What Doctor Do I See?

Your regular physician may not be well versed in travel medicine so if that’s the case, I recommend seeing a medical expert who specializes in travel to ensure they have all the vaccinations you may need on hand. A simple call to make sure before you go is usually a good idea. It’s also a good idea to print the CDC’s page, which also lists specific medicines that it recommends for certain regions. For example, different malaria meds are used for different regions because certain strains may not work. 

When Should I Go?

You’ll also want to note that some vaccines are given over a period of time. Make an appointment with your doctor at least 6 weeks before you leave. This allows you time to complete any vaccine series and gives your body time to build up immunity before you leave. You also may have to return a few times before you are cleared for travel so be sure to plan ahead. 

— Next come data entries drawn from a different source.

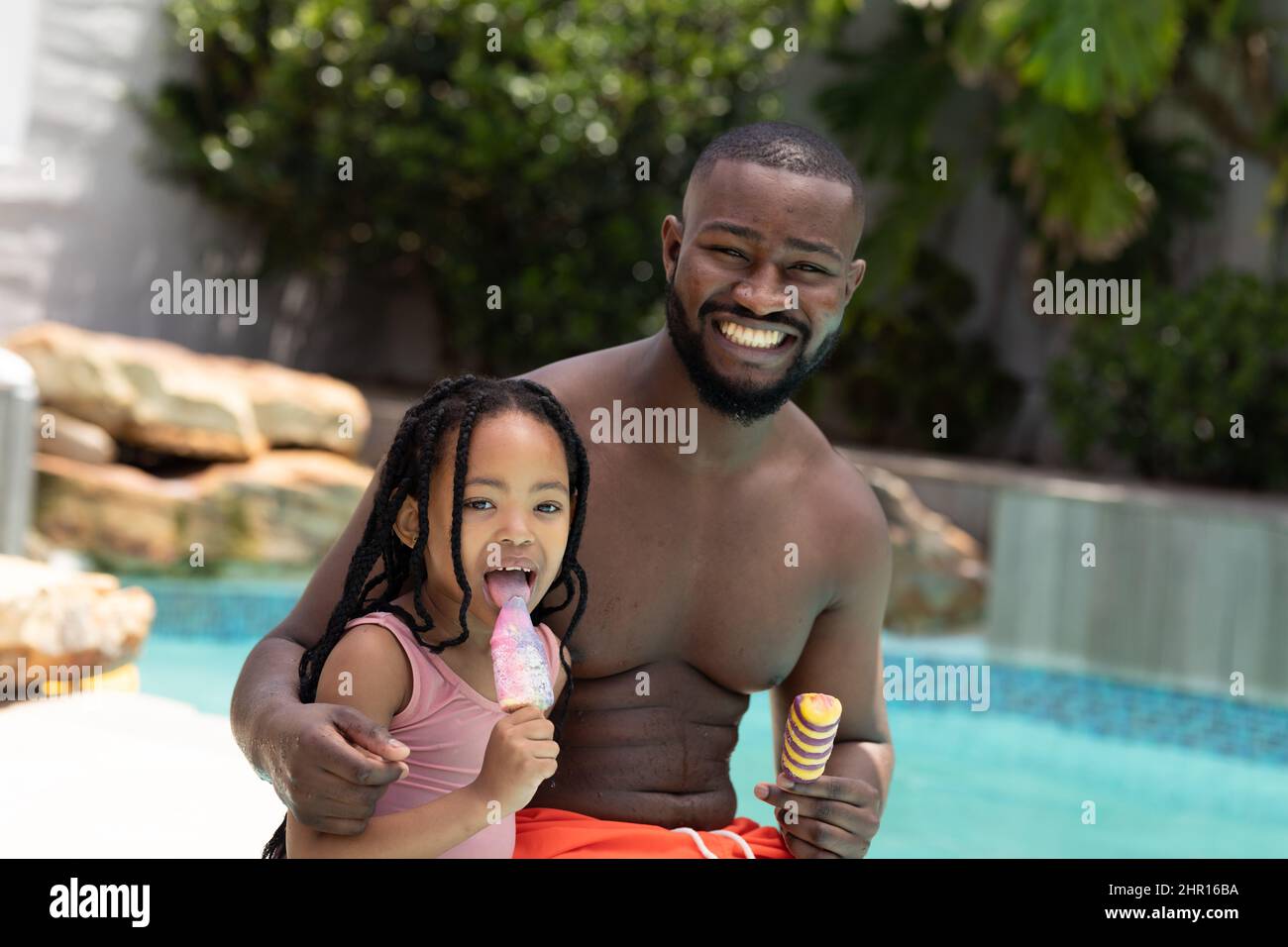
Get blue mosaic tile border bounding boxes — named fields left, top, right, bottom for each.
left=123, top=576, right=1288, bottom=766
left=884, top=651, right=1288, bottom=766
left=120, top=576, right=306, bottom=639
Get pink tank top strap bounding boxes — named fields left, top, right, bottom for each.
left=345, top=612, right=438, bottom=728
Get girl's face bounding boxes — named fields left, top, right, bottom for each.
left=395, top=410, right=572, bottom=640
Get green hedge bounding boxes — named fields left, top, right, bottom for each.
left=1048, top=271, right=1288, bottom=489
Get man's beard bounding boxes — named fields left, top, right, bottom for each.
left=666, top=279, right=841, bottom=427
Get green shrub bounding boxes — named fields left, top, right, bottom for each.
left=1047, top=271, right=1288, bottom=489
left=141, top=0, right=842, bottom=373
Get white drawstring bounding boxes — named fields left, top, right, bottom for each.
left=671, top=826, right=756, bottom=858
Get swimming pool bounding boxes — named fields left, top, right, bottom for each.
left=130, top=579, right=1288, bottom=858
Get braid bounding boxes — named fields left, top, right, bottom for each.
left=263, top=374, right=590, bottom=858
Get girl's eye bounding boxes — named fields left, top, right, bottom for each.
left=713, top=246, right=827, bottom=275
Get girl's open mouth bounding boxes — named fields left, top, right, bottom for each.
left=483, top=562, right=537, bottom=608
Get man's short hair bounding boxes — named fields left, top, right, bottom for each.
left=680, top=121, right=866, bottom=249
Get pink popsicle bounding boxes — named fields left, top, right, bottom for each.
left=492, top=595, right=555, bottom=712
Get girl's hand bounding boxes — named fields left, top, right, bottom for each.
left=471, top=707, right=559, bottom=818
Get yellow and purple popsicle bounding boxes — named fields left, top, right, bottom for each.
left=782, top=693, right=841, bottom=783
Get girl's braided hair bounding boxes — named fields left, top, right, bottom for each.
left=263, top=374, right=590, bottom=858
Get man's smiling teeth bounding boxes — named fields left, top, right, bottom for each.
left=716, top=320, right=783, bottom=349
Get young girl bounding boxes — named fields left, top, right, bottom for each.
left=265, top=374, right=590, bottom=858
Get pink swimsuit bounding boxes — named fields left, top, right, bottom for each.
left=345, top=612, right=559, bottom=858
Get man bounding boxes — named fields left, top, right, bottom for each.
left=232, top=123, right=894, bottom=858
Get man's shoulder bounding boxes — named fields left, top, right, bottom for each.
left=785, top=403, right=889, bottom=552
left=519, top=340, right=643, bottom=407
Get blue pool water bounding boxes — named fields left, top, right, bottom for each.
left=128, top=579, right=1288, bottom=858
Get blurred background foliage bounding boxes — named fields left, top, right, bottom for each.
left=150, top=0, right=844, bottom=373
left=1050, top=270, right=1288, bottom=489
left=816, top=0, right=1288, bottom=487
left=149, top=0, right=1288, bottom=485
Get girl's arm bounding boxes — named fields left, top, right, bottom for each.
left=286, top=625, right=488, bottom=858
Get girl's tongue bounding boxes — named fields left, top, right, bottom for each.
left=483, top=570, right=532, bottom=608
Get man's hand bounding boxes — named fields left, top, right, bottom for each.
left=755, top=773, right=881, bottom=858
left=263, top=703, right=411, bottom=835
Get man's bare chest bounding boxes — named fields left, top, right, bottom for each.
left=551, top=464, right=828, bottom=693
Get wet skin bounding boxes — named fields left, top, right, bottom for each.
left=233, top=161, right=894, bottom=857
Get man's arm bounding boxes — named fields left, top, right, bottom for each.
left=229, top=463, right=408, bottom=835
left=757, top=466, right=894, bottom=857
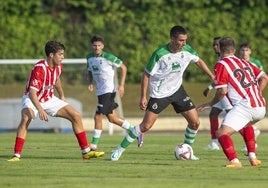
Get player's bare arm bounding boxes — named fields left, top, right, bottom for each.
left=196, top=87, right=227, bottom=111
left=55, top=78, right=66, bottom=101
left=88, top=71, right=94, bottom=91
left=118, top=63, right=127, bottom=97
left=258, top=73, right=268, bottom=91
left=196, top=58, right=215, bottom=80
left=29, top=89, right=48, bottom=121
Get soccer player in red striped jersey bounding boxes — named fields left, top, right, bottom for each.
left=198, top=37, right=268, bottom=168
left=239, top=42, right=264, bottom=151
left=8, top=40, right=104, bottom=162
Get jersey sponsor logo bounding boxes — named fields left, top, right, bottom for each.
left=172, top=62, right=181, bottom=71
left=152, top=103, right=158, bottom=110
left=32, top=79, right=39, bottom=86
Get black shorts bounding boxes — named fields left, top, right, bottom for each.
left=147, top=86, right=195, bottom=114
left=96, top=93, right=118, bottom=115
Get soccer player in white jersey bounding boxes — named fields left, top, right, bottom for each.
left=86, top=35, right=143, bottom=150
left=8, top=41, right=104, bottom=162
left=197, top=37, right=268, bottom=168
left=111, top=26, right=214, bottom=161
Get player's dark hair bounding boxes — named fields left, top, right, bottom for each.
left=90, top=35, right=104, bottom=44
left=213, top=37, right=221, bottom=41
left=170, top=25, right=187, bottom=38
left=219, top=37, right=235, bottom=53
left=45, top=40, right=65, bottom=57
left=239, top=42, right=251, bottom=49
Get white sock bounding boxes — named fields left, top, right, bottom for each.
left=122, top=120, right=132, bottom=130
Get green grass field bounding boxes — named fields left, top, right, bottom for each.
left=0, top=132, right=268, bottom=188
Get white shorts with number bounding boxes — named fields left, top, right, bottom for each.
left=222, top=103, right=266, bottom=131
left=213, top=96, right=233, bottom=110
left=21, top=94, right=68, bottom=118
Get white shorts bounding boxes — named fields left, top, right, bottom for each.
left=222, top=104, right=266, bottom=131
left=213, top=96, right=233, bottom=110
left=21, top=94, right=68, bottom=118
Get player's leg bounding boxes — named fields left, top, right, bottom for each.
left=217, top=124, right=242, bottom=168
left=181, top=108, right=200, bottom=160
left=111, top=110, right=158, bottom=161
left=8, top=108, right=35, bottom=162
left=90, top=112, right=103, bottom=151
left=56, top=101, right=104, bottom=159
left=205, top=106, right=222, bottom=150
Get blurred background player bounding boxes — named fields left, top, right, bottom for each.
left=86, top=35, right=143, bottom=150
left=203, top=37, right=232, bottom=150
left=239, top=43, right=265, bottom=151
left=197, top=37, right=268, bottom=168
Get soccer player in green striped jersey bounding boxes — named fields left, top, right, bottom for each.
left=111, top=26, right=214, bottom=161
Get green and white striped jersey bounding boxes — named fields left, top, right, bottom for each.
left=145, top=44, right=199, bottom=98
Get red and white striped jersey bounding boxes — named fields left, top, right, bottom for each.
left=214, top=56, right=266, bottom=108
left=25, top=60, right=63, bottom=102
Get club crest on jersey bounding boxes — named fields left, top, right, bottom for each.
left=152, top=103, right=158, bottom=110
left=32, top=79, right=38, bottom=86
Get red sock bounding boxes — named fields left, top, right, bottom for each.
left=218, top=134, right=237, bottom=161
left=75, top=131, right=89, bottom=149
left=209, top=118, right=219, bottom=139
left=14, top=137, right=25, bottom=154
left=243, top=125, right=256, bottom=153
left=239, top=128, right=245, bottom=138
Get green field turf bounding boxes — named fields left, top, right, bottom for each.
left=0, top=132, right=268, bottom=188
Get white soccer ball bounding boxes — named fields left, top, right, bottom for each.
left=174, top=144, right=193, bottom=160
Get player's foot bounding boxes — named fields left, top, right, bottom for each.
left=254, top=128, right=261, bottom=140
left=7, top=156, right=20, bottom=162
left=249, top=158, right=261, bottom=166
left=191, top=154, right=199, bottom=161
left=111, top=146, right=126, bottom=161
left=82, top=151, right=104, bottom=159
left=90, top=144, right=98, bottom=151
left=241, top=144, right=258, bottom=152
left=137, top=133, right=144, bottom=148
left=204, top=142, right=220, bottom=151
left=225, top=162, right=242, bottom=168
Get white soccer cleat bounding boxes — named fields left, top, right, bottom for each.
left=111, top=146, right=126, bottom=161
left=191, top=154, right=199, bottom=161
left=204, top=142, right=220, bottom=151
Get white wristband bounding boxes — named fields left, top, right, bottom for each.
left=208, top=84, right=213, bottom=90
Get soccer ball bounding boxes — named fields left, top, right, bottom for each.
left=174, top=144, right=193, bottom=160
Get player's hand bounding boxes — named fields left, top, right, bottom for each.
left=140, top=98, right=147, bottom=110
left=88, top=84, right=94, bottom=91
left=38, top=109, right=49, bottom=121
left=117, top=85, right=125, bottom=97
left=196, top=102, right=211, bottom=112
left=203, top=88, right=210, bottom=97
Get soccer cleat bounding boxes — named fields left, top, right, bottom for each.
left=137, top=133, right=144, bottom=148
left=249, top=158, right=261, bottom=166
left=191, top=154, right=199, bottom=161
left=82, top=151, right=104, bottom=159
left=241, top=144, right=258, bottom=152
left=111, top=146, right=125, bottom=161
left=254, top=128, right=261, bottom=140
left=225, top=162, right=242, bottom=168
left=7, top=156, right=20, bottom=162
left=204, top=142, right=220, bottom=151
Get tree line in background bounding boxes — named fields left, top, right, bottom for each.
left=0, top=0, right=268, bottom=84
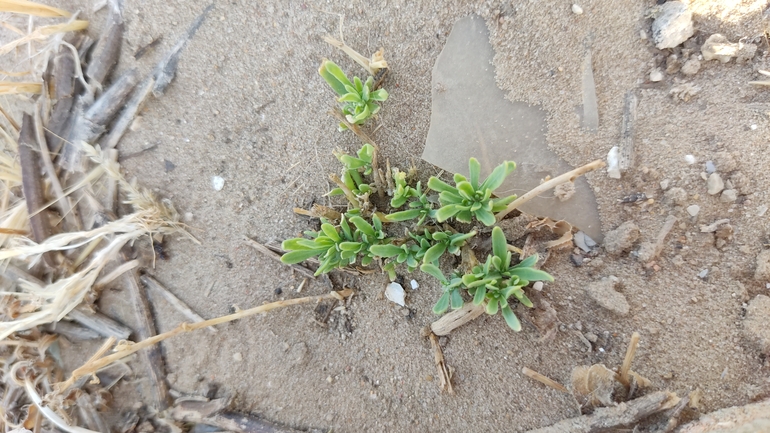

But my Friend Didn’t Get it and She was Fine…

Don’t let anyone tell you you don’t need the vaccines. The list of medicines and vaccinations needed is a compiled from the CDC (Center for Disease Control). Their job is to know this information and pass it on to travelers–they’re the experts, not your know-it-all friend. Nothing makes me angrier than other people (non-doctors) giving me their medical opinion. I know people who have contracted malaria and trust me, you don’t want it. It’s a nasty disease and it can be life-threatening. So don’t risk it! Be safe and take the necessary precautions so you can have a safe trip.

Be a Smart Traveler

And finally, in addition to ensuring you’re up to date on your vaccinations, be a smart traveler. Be careful what you eat and drink. While I often indulge in street delicacies, know which ones are safe. There is a difference between a popular night market and something being sold out of a van. Use your head, people.  Be sure that food is fully cooked and water, in contaminated areas comes from a sealed bottle. Wash your hands often with soap and water or use an alcohol-based hand sanitizer. I’m not saying to turn into a germaphobe but when you’re traveling and exposed to lots of germs it’s always a good idea! Also, if you’re headed somewhere very exotic, it’s always a good idea to bring along a nice sampling of medicine from home. Also, I often visit my doctor and get a slew of prescriptions for common ailments like a z-pack and cipro which can take care of many common bugs you may pick up. You’d be surprised how difficult it would be to find a pharmacy in the middle of the African bush…or rural Southeast Asia…Hopefully you won’t need any of these but it’s always better to be safe than sorry!

By the way, I’m not a doctor nor do I claim to be. I’m just saying what I do, which is following doctor’s and CDC’s orders! Consult with your own physician before doing anything.